Skip to content

Real-World Scenario: Sales Analytics

This example demonstrates the power of SQLStream by joining three different file formats located on the web into a single result set.

The Goal

Generate a "Department Sales Performance" report by combining: 1. Employees (CSV) - Who made the sale? 2. Departments (CSV) - Which department are they in? 3. Sales (Parquet) - Transaction details.

The Code

from sqlstream import query

# Base URL for raw files
base = "https://github.com/subhayu99/sqlstream/raw/main/examples"

# 1. Join Sales (Parquet) -> Employees (CSV) -> Departments (CSV)
# 2. Aggregate revenue by Department Name
sql = f"""
    SELECT 
        d.dept_name,
        COUNT(s.transaction_id) as sales_count,
        SUM(s.amount) as total_revenue,
        ROUND(AVG(s.amount), 2) as avg_ticket_size
    FROM '{base}/sales.parquet' s
    JOIN '{base}/employees.csv' e ON s.emp_id = e.id
    JOIN '{base}/departments.csv' d ON e.dept_id = d.dept_id
    GROUP BY d.dept_name
    ORDER BY total_revenue DESC
"""

print("Running Federation Query...")
results = query().sql(sql, backend="duckdb")

# Output results
for row in results:
    print(f"{row['dept_name']}: ${row['total_revenue']} ({row['sales_count']} sales)")

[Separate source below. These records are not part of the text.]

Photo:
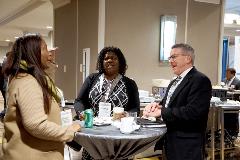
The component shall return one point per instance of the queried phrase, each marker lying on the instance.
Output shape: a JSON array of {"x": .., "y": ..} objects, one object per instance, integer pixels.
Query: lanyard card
[{"x": 104, "y": 109}]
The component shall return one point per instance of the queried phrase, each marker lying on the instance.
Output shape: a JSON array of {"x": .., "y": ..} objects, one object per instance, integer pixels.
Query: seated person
[
  {"x": 231, "y": 79},
  {"x": 109, "y": 85}
]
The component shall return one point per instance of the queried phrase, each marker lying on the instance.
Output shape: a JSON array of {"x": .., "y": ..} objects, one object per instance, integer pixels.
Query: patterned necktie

Advanced: Adding JSON Product Data

Let's verify inventory levels for items sold in the "North" region.

# Join Sales (Parquet) -> Products (JSON)
sql = f"""
    SELECT 
        p.name as product_name,
        p.stock as current_stock,
        SUM(s.amount) as sales_in_north
    FROM '{base}/sales.parquet' s
    JOIN '{base}/products.json' p ON s.product_id = p.id
    WHERE s.region = 'North'
    GROUP BY p.name, p.stock
    ORDER BY sales_in_north DESC
    LIMIT 3
"""

results = query().sql(sql, backend="duckdb")